Now this is the stuff, the minutiae, that make a very real difference not just today, but next tour.
At some level it becomes about the mathematics. If I was to drive to Muenster tomorrow morning and play at the venue tomorrow night okay there might be 25-30 people in the end. But there might be four, or just the two who already had tickets. Playing to four people is almost impossible to do. Adrenalin does not kick in. Playing to four people is like hanging out your wash. Nobody needs to see that, and it's heavy and its hard and everyone agrees never to risk witnessing it ever again.

So I'm glad to have finally arrived at this place in my head. The place where I don't feel I HAVE to prove anything to God or Jesus or my parents or school chums or the good people of Muenster by driving 500km in sub zero to play a tiny concert. I would LOVE to do it, sick as I am, but I don't HAVE to. So this is where I've arrived at. This place in which care, self-respect, thoughtfulness and common sense take precedence over that desperate need to reach somebody with my little songs.
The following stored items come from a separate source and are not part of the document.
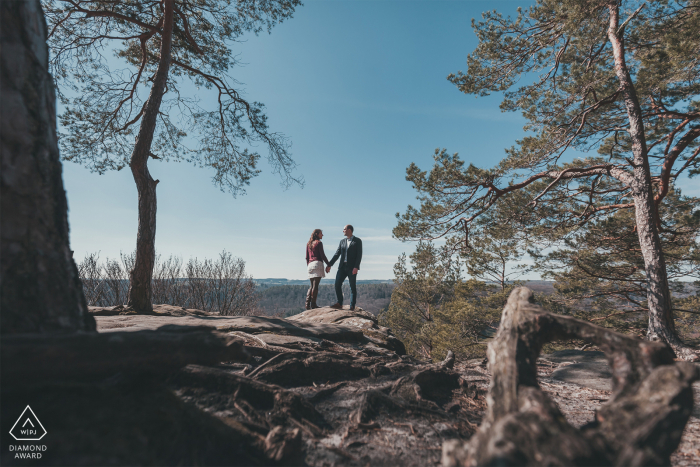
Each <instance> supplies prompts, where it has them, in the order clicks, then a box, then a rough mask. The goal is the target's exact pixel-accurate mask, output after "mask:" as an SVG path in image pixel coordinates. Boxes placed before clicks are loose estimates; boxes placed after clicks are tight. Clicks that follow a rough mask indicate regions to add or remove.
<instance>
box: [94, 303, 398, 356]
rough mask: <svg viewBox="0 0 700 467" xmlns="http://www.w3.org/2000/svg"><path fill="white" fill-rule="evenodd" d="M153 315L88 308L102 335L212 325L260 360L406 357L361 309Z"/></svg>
mask: <svg viewBox="0 0 700 467" xmlns="http://www.w3.org/2000/svg"><path fill="white" fill-rule="evenodd" d="M153 311H154V313H153V314H152V315H137V314H130V313H129V312H125V311H124V308H122V307H108V308H100V307H90V312H91V313H92V314H93V315H94V316H96V319H97V328H98V330H99V331H100V332H110V331H137V330H144V329H157V328H158V327H160V326H163V325H166V324H177V325H183V326H210V327H214V328H216V329H218V330H219V331H224V332H228V333H233V334H234V335H236V336H238V337H241V338H243V339H245V340H246V344H247V345H250V346H252V347H255V348H260V350H254V352H256V355H260V356H269V355H274V354H275V353H279V352H282V351H285V350H289V349H296V350H309V351H312V350H324V349H328V348H330V347H335V346H340V348H346V349H355V350H358V349H364V350H366V351H367V352H370V353H378V354H393V353H396V354H398V355H404V354H405V353H406V349H405V347H404V346H403V343H402V342H401V341H400V340H398V339H397V338H396V337H394V335H393V334H392V333H391V330H389V329H388V328H385V327H381V326H378V325H377V319H376V318H375V317H374V316H373V315H372V314H370V313H367V312H366V311H364V310H362V309H360V308H357V309H356V310H354V311H350V310H334V309H332V308H329V307H324V308H317V309H315V310H310V311H307V312H304V313H301V314H299V315H296V316H293V317H291V318H288V319H282V318H271V317H265V316H219V315H217V314H213V313H207V312H204V311H201V310H192V309H183V308H180V307H174V306H171V305H154V306H153Z"/></svg>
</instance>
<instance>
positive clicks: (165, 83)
mask: <svg viewBox="0 0 700 467" xmlns="http://www.w3.org/2000/svg"><path fill="white" fill-rule="evenodd" d="M173 7H174V5H173V0H164V1H163V9H164V11H163V33H162V35H161V44H160V60H159V62H158V70H157V71H156V75H155V78H154V80H153V87H152V88H151V94H150V96H149V97H148V102H147V103H146V108H145V110H144V113H143V118H142V119H141V126H140V128H139V134H138V136H137V137H136V144H135V146H134V151H133V152H132V154H131V173H132V174H133V176H134V181H135V182H136V189H137V190H138V194H139V227H138V233H137V235H136V260H135V262H134V269H133V270H132V271H131V273H130V274H129V301H128V305H129V307H131V308H132V309H134V310H135V311H137V312H139V313H150V312H152V311H153V304H152V303H151V297H152V289H151V279H152V277H153V266H154V263H155V242H156V207H157V202H156V185H157V184H158V180H153V178H152V177H151V174H150V173H149V171H148V158H149V157H150V154H151V144H152V143H153V134H154V133H155V130H156V123H157V119H158V112H159V110H160V104H161V102H162V100H163V95H164V94H165V87H166V84H167V81H168V73H169V70H170V57H171V49H172V33H173Z"/></svg>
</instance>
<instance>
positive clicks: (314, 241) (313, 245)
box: [306, 229, 321, 248]
mask: <svg viewBox="0 0 700 467" xmlns="http://www.w3.org/2000/svg"><path fill="white" fill-rule="evenodd" d="M319 235H321V229H314V231H313V232H311V238H310V239H309V243H307V244H306V246H307V247H309V248H313V247H314V242H319V241H321V239H320V238H318V236H319Z"/></svg>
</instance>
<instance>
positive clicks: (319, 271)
mask: <svg viewBox="0 0 700 467" xmlns="http://www.w3.org/2000/svg"><path fill="white" fill-rule="evenodd" d="M306 271H307V272H308V273H309V279H311V278H312V277H326V270H325V268H324V267H323V261H311V262H310V263H309V265H308V266H307V267H306Z"/></svg>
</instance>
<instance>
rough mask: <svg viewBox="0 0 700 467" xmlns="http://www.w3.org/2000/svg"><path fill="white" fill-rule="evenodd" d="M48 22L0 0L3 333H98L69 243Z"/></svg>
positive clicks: (2, 283)
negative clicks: (50, 65)
mask: <svg viewBox="0 0 700 467" xmlns="http://www.w3.org/2000/svg"><path fill="white" fill-rule="evenodd" d="M46 34H47V30H46V22H45V20H44V15H43V13H42V11H41V4H40V3H39V0H30V1H2V2H0V49H1V50H2V52H1V53H0V158H1V159H2V171H1V172H0V173H1V174H2V175H1V176H0V205H1V209H2V222H1V223H0V237H1V239H2V241H1V242H0V249H1V250H2V255H0V331H1V332H2V334H3V335H6V334H14V333H36V332H61V333H62V332H74V331H94V330H95V319H94V318H93V317H92V316H91V315H90V314H89V313H88V309H87V302H86V301H85V295H84V294H83V288H82V284H81V282H80V278H79V277H78V269H77V268H76V266H75V262H74V261H73V256H72V252H71V251H70V247H69V244H68V204H67V202H66V192H65V191H64V190H63V180H62V178H61V162H60V160H59V153H58V140H57V138H56V98H55V91H54V86H53V80H52V79H51V75H49V71H48V69H49V60H48V58H49V49H48V47H47V45H46Z"/></svg>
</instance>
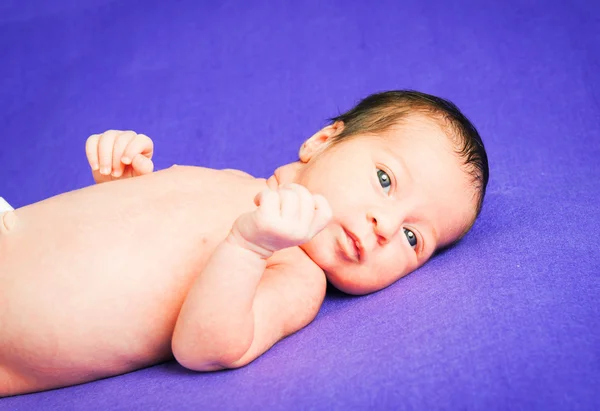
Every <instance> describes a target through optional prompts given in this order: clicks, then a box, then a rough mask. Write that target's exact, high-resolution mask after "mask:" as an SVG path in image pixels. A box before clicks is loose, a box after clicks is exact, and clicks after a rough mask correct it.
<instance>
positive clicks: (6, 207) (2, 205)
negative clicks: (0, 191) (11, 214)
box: [0, 197, 14, 214]
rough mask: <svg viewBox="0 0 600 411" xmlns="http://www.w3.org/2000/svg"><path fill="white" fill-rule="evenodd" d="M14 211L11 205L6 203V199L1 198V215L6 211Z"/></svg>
mask: <svg viewBox="0 0 600 411" xmlns="http://www.w3.org/2000/svg"><path fill="white" fill-rule="evenodd" d="M12 210H14V208H12V207H11V206H10V204H8V203H7V202H6V200H5V199H3V198H2V197H0V214H2V213H5V212H6V211H12Z"/></svg>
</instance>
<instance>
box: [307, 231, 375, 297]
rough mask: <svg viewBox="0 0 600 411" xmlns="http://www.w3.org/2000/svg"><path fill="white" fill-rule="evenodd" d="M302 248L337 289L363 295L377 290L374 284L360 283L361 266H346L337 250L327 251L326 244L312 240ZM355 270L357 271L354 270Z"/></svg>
mask: <svg viewBox="0 0 600 411" xmlns="http://www.w3.org/2000/svg"><path fill="white" fill-rule="evenodd" d="M300 248H302V250H304V252H305V253H306V255H308V257H310V259H311V260H312V261H313V262H314V263H315V264H317V265H318V266H319V267H320V268H321V269H322V270H323V272H324V273H325V277H326V278H327V281H328V282H329V283H330V284H331V285H332V286H334V287H335V288H336V289H338V290H340V291H342V292H344V293H346V294H352V295H363V294H368V293H370V292H373V291H376V290H375V289H373V287H372V286H366V285H365V284H361V283H360V281H359V280H360V278H361V277H362V276H361V275H360V273H359V272H360V271H361V270H360V269H359V267H354V269H353V268H350V267H344V264H343V262H342V261H338V260H337V257H336V254H335V252H329V253H328V252H327V251H328V250H327V249H326V247H325V246H322V245H321V246H320V244H319V243H317V242H313V241H310V242H308V243H306V244H303V245H301V246H300ZM352 271H355V272H352Z"/></svg>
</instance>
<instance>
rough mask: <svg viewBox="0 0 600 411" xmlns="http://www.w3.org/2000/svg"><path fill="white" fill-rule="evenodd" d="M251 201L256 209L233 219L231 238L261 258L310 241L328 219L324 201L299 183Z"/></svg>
mask: <svg viewBox="0 0 600 411" xmlns="http://www.w3.org/2000/svg"><path fill="white" fill-rule="evenodd" d="M254 202H255V203H256V205H257V206H258V208H257V209H256V210H254V211H253V212H250V213H246V214H242V215H241V216H240V217H239V218H238V219H237V220H236V222H235V223H234V225H233V228H232V231H231V237H232V238H233V241H235V242H237V243H238V244H239V245H241V246H243V247H245V248H247V249H249V250H252V251H254V252H256V253H258V254H259V255H260V256H261V257H262V258H268V257H270V256H271V255H272V254H273V253H274V252H275V251H277V250H281V249H284V248H288V247H293V246H297V245H301V244H304V243H306V242H308V241H310V239H312V238H313V237H314V236H315V235H317V234H318V233H319V232H320V231H321V230H323V229H324V228H325V226H326V225H327V223H329V220H331V217H332V212H331V207H330V206H329V203H328V202H327V200H326V199H325V198H324V197H323V196H321V195H319V194H311V193H310V192H309V191H308V190H307V189H306V188H305V187H304V186H301V185H299V184H289V185H284V186H281V187H279V188H278V189H277V190H272V189H267V190H264V191H262V192H260V193H259V194H258V195H257V196H256V198H255V199H254Z"/></svg>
This is especially hard to do this week because this week in the midst of my virus and my moaning and grunting I've come upon a whole series of revelations to do with my songs, my music, my performance level, my technique, my approach, my onstagiosity. And I'm keen as shit to put these revelations into a live show in front of actual people. I'm champing at the bit. Muenster will not be the debut of the new me. But next week a little place outside Frankfurt will be. And every show from that point on is going to be as exciting as all get up, let me tell you.

Every song has it's own unique power. This is the lesson I've finally learned this week. This lesson took me longer I guess than most people because I've written so very many songs. So many, in fact, that no individual song has ever really blossomed in my mind. Just more business as usual. Imagine every one of those 1200 songs not with it's own title but catalogued and referred to by number. "Here's song # 203," for example.   They're all just more songs to me, or they used to be.

But then this week, somehow, I was able to begin to get a sense of their individuality. They're all unique. This dawned on me in a great flood, like a bursting dam. And I've never been so thankful ever before in my whole life. Thankful that I never once lifted my head from my workbench until 1200 songs had already been written. But now I've lifted my head and I can hardly believe what I've done. And this, dear friends, is what I now am so keen to present to my little cafe crowds. Individual songs. Each with its own, unique heart beat.